I wrote last week about the fact that the Newtown incident is a defining moment that requires reflection, action, and sacrifice. Just yesterday, the Senate rejected the very mild Manchin-Toomey compromise that would have add background checks to gun shows and internet sales, but not to private and family transfers. This is a very mild reform and no one has really been able to show how it infringes upon anyone's rights. The only arguments actually revolve around a sort of domino theory: i.e. this step will lead to a national gun registry, which will lead to… which will lead to…

When I renew my driver's license I have to take an eye exam and pass it. My success or failure to see is recorded somewhere. A document that states that I am legally blind or that I need corrective lenses in order to operate a motor vehicle is certainly a violation of my rights - though I am not sure which amendment - but beneficial to my community.

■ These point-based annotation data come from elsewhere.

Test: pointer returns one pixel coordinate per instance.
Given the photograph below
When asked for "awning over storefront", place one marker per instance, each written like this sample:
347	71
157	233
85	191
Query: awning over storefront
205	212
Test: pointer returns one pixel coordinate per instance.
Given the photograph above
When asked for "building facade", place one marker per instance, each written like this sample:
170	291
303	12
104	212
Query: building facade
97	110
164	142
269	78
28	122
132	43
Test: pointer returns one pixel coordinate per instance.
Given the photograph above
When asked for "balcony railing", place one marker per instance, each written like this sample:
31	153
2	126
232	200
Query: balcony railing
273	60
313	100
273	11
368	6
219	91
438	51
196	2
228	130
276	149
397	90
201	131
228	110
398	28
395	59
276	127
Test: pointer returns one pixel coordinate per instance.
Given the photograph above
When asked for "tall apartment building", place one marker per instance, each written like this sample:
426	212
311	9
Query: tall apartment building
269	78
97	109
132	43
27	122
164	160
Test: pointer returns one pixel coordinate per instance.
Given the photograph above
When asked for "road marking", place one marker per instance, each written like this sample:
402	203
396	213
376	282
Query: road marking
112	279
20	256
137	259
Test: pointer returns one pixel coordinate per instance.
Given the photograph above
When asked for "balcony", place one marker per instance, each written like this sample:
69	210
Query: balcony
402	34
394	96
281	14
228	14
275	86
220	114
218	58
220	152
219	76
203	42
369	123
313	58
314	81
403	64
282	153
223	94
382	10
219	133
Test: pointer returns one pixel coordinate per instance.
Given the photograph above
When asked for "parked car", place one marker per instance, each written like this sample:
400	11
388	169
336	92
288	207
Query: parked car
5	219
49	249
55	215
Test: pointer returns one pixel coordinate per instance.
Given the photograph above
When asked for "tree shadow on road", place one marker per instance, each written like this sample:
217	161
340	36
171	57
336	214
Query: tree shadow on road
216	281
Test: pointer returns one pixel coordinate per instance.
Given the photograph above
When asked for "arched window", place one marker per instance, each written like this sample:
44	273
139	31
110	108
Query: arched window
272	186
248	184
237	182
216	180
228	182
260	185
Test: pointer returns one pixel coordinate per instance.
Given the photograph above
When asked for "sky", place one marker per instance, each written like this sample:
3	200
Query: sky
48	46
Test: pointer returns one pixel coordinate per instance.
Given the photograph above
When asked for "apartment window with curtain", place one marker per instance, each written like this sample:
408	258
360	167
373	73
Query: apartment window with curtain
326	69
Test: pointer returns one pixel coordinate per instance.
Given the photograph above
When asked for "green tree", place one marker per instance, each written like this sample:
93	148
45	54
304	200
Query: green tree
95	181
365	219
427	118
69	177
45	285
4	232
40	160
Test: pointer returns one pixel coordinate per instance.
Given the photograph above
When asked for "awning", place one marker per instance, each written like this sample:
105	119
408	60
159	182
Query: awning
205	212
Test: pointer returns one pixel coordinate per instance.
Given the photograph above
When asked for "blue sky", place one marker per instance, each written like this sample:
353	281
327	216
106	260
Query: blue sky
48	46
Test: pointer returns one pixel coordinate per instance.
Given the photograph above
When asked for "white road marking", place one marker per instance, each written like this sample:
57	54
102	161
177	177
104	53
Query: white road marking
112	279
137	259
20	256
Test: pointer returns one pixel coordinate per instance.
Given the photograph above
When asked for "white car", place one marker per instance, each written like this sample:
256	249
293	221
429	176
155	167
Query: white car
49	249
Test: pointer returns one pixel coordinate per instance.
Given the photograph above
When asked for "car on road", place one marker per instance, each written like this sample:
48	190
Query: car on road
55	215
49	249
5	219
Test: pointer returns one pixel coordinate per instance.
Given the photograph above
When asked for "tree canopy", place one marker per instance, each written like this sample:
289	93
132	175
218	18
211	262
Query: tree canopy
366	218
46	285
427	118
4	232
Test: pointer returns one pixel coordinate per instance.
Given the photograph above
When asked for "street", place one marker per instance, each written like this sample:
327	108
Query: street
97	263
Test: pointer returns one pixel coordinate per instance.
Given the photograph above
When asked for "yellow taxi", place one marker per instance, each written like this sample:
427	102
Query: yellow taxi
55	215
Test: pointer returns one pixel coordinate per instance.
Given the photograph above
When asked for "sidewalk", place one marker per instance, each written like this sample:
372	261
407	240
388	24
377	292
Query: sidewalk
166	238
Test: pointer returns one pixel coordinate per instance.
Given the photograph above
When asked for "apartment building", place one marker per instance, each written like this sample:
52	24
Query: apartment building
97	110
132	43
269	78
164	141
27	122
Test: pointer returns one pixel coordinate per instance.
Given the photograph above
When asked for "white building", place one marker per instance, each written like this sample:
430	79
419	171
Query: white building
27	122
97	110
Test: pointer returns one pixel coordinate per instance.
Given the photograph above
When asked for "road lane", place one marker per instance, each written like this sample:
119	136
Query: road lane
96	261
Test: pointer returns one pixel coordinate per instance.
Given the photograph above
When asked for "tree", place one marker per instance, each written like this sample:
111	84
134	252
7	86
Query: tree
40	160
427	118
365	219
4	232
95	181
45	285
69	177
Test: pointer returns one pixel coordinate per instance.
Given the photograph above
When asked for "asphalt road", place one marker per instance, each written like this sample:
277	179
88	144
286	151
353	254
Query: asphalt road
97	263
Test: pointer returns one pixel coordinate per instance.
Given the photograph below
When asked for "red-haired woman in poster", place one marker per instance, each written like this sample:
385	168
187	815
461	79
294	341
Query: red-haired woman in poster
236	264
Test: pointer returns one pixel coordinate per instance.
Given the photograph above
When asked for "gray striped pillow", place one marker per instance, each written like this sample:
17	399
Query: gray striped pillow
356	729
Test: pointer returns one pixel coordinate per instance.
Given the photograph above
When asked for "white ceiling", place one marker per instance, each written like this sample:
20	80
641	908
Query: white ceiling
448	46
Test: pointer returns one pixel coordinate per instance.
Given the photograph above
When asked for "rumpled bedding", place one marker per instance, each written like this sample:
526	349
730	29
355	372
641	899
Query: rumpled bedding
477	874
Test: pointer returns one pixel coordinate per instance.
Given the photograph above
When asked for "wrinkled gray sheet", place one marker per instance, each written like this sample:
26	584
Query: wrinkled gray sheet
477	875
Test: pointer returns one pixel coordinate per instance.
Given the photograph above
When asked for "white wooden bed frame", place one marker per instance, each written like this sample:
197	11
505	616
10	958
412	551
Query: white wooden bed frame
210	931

It is a tradeoff we make for the community good. So too is the statement I need to sign that I have been treated for heart ailments. I don't necessarily want people to know that but I guess they should be aware that if I have a massive coronary attack and jump a highway median, that it wasn't the open container of Chavas Regal in the brown paper bag next to me. Talk of a denial of rights. You mean I can't drink and drive after a hard day annoying people with my polls? I can't drive a motorcycle at 90 miles an hour without a helmet? What else do we pay public works employees to do except pick up pieces of bloody brains and craniums?

Gun owners have rights. Not too long ago, smokers did, too. There is a higher calling, a public good. Automobiles can kill people. Motorcycles can kill people. Driving too fast on a motorcycle (and without a helmet) can cause insurance and taxes to go up. Littering is an expression of free speech. Dumping my trash on an open field at midnight is a convenience and saves me money.

This is absurd. Have your guns and have your fun. But guns can kill people. Some actually do. Call me old-fashioned, but I want to help law enforcement find a perpetrator as quickly as possible. This appears to me to help law abiding gun owners, not hurt them.

What about the politics of this vote in the Senate? A very good editor in Washington in DC asked me this morning if the failure to pass background checks represents a failure for Barack Obama and a permanent loss of his political mojo. I think not. With Congress' rating at 14%, with 90% of likely voters supporting background checks, with the images of the Newtown families and the intensity of support for gun control now matching that of guns rights advocates, a more popular President now has a solid wedge issue to carry him into the 2014 congressional elections. Not only does the President have 90% support on this, he also has solid and intense sentiment for background checks and action among his key base constituencies. I have used this metaphor before: the GOP can "win" in the short term by playing defense, but when the public demands action, as they do now, they are going to have to figure out to put the ball into the hoop.